We have become so used to environmental portents that whenever we hear good news we blink in disbelief, so blink away: It appears that the various concerted efforts to get people in Japan to save water has paid off.
In Kanagawa Prefecture, for example, per capita water consumption dropped from 21.55 cubic meters a month in 1998 to 19.98 cubic meters a month in 2004. In Tokyo, consumption during the same period went down by 6 percent, and in Chiba Prefecture by 9 percent. The Japan Waterworks Association, which represents 1,500 water departments, says that between 1995 and 2003 average water use per day per person decreased from 391 liters to 363 liters. According to an Asahi Shimbun feature published last March, this decrease was brought about mainly through technology. A single flush of a toilet in the 1970s consumed 20 liters of water, while the same action today only uses 10. New drum-type washing machines use half the water older machines use, and as living spaces get larger more people are buying dishwashers, which on average need about one-tenth the amount of water that hand-washing requires.
The decrease can also be attributed to a change in public consciousness. Consumers have internalized the call for conservation in such a way that they no longer think they need as much water as they used to; meaning, they don’t consciously conserve but simply use less as a matter of course. This is certainly good news, especially for Japan, which is one of the world’s most notorious water hogs. Another Asahi article reported that Japan is the world’s No. 1 importer of “virtual water” (kasosui), a term that describes the amount of H2O used to produce certain items. For example, it takes about 20 tons of water to produce one kilogram of beef in terms of growing feed, maintaining livestock etc. So while Japan itself doesn’t directly consume this water, the countries it imports food from do, and some of these countries are undergoing water crises of their own, not to mention acute desertification.
Japan is famously lacking in natural resources, but it has always been blessed with an abundance of water despite the occasional seasonal shortage. The success of decades-long conservation schemes is more or less a symbolic victory, proof that people can be made to change wasteful habits.
However, the water utilities’ success has resulted in lower revenues. The situation has become so serious in Kanagawa, in fact, that the prefecture’s water department announced that it is going to increase water rates for households by 20 percent. Years ago it was assumed that water consumption would only increase as time went on, and so the government built lots of dams in order to create reservoirs. Since these reservoirs have started supplying water they require huge amounts of money to maintain. The new Miyagase Dam in western Kanagawa costs 60 billion yen a year to operate, and Kanagawa residents aren’t using enough water to pay for it and the debt incurred to build it.

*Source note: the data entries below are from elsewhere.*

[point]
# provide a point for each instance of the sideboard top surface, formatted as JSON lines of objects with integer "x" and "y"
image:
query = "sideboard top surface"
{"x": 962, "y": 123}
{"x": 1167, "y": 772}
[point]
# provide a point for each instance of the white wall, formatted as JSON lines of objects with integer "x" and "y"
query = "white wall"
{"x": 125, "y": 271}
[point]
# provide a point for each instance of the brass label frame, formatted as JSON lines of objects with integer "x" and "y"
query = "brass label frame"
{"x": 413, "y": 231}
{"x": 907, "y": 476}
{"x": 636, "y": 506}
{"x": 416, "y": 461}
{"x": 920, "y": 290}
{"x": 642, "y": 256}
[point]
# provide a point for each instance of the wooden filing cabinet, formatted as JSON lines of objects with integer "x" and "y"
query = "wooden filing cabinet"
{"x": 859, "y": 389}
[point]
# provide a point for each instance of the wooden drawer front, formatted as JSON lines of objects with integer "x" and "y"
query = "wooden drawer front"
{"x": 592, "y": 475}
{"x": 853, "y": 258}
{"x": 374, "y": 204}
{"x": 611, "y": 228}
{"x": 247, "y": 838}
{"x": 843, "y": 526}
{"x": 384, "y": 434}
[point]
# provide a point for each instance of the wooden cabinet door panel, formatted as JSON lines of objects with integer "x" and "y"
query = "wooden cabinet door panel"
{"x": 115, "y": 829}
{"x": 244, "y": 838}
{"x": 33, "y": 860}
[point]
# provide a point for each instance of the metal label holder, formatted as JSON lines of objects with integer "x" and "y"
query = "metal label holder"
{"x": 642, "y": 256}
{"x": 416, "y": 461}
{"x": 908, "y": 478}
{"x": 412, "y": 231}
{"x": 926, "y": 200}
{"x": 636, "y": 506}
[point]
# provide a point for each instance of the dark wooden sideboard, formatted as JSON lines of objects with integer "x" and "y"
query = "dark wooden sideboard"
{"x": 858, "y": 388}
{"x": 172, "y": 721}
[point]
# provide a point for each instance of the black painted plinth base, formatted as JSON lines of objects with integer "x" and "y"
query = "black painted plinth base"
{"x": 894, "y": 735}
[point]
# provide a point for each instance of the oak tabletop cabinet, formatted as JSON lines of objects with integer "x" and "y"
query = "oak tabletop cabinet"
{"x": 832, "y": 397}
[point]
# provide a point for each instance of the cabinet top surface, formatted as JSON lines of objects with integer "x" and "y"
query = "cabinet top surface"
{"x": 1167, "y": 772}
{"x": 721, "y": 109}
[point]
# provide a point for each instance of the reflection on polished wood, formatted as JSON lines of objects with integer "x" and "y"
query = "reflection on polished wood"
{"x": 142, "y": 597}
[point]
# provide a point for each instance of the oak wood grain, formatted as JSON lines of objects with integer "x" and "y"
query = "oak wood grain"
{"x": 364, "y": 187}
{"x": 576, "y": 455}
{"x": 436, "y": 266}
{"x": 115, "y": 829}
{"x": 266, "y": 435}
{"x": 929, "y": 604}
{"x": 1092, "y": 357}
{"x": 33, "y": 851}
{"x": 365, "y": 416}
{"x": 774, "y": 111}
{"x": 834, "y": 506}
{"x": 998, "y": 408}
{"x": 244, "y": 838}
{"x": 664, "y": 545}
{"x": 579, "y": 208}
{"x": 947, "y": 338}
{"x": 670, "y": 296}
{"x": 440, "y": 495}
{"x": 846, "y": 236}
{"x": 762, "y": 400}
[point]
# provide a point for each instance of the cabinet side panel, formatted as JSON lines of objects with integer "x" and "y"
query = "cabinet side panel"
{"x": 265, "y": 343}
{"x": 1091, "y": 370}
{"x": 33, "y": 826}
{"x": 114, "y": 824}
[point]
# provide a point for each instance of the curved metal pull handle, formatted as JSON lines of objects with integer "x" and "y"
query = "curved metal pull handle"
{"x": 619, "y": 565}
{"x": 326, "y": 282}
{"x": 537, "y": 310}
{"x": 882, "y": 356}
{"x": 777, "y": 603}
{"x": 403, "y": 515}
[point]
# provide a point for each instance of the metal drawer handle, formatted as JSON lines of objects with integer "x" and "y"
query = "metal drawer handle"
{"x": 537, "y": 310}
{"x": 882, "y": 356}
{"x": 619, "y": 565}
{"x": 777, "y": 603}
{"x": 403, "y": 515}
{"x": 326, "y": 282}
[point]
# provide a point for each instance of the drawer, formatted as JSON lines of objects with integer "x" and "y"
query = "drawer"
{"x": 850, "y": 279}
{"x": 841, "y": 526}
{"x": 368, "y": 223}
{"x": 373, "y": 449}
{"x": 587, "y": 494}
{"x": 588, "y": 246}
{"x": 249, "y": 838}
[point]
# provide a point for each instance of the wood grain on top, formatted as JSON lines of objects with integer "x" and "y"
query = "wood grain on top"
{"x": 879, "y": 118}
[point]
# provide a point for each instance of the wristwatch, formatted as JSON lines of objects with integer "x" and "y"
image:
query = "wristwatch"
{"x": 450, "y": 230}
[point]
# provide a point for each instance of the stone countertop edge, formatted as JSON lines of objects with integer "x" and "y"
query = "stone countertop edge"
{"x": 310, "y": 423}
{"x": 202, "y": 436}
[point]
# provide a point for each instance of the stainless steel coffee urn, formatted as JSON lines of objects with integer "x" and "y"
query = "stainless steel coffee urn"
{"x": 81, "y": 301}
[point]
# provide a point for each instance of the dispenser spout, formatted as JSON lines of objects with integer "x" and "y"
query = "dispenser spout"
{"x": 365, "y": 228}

The same is true of dams throughout Japan. The irony of the dilemma was summed up by a Kanagawa waterworks official who told Asahi, “We asked residents to conserve water, but just because we now have more water it doesn’t mean we can ask them to use more.” Why not? It seems that Tokyo, which is facing similar economic shortfalls with regard to water usage, but has decided not to increase rates, recently began an unusual PR campaign with the implied aim of boosting water consumption. At kiosks and convenience stores throughout the city you will find 500-ml bottles of water called Tokyo Sui on sale for 100 yen. These bottles contain normal tap water. It sounds like a stunt by one of those anticorporate guerrilla cooperatives.
In his Asahi Shimbun column, Yukichi Amano derisively mentioned that a friend of his from Nagoya bought several bottles during a trip to Tokyo “as souvenirs for his family.” But then Amano himself filled a glass with water from his faucet and took a drink. “It was good,” he writes. “What was my life like before I started drinking bottled water all the time?”
In much the same way that a certain consciousness about water conservation has taken hold, another type of consciousness has prevailed that says tap water is bad to drink. Part of this belief is experiential. Tap water in many places really does taste bad. But the global beverage industry has been very successful in convincing people that bottled water is by definition superior to tap water.
In the early ’90s, buying water in bottles was considered a silly extravagance. Now it’s a part of modern life. There are still many regions in the world where tap water is foul-tasting or hazardous to your health, but Tokyo went to great lengths over the past 10 years to improve its water supply by cleaning up reservoirs and watersheds, devising new filtering methods, replacing pipes, and reducing the use of chlorine and other disinfectants. The problem is that it’s difficult to get people to change their outlook. That’s why Tokyo is bottling its own water.
Once people realize it tastes good and is available in their own kitchens, maybe they’ll stop buying bottled water, which is itself environmentally undesirable because of the packaging. People look upon bottled water as a lifestyle statement, anyway. A few weeks ago the Fuji TV variety show “Kasupe” looked at the most expensive bottled waters in the world. No. 3 is Voss from Norway, which Madonna made famous by saying she drinks nothing else. No. 1 is a mineral water from Fukushima that costs 3,000 yen a liter. The celebrity guests were given samples and told it was this precious liquid. They effusively praised its purity and then were told that what they’d drunk was actually tap water. Great joke. Even better PR.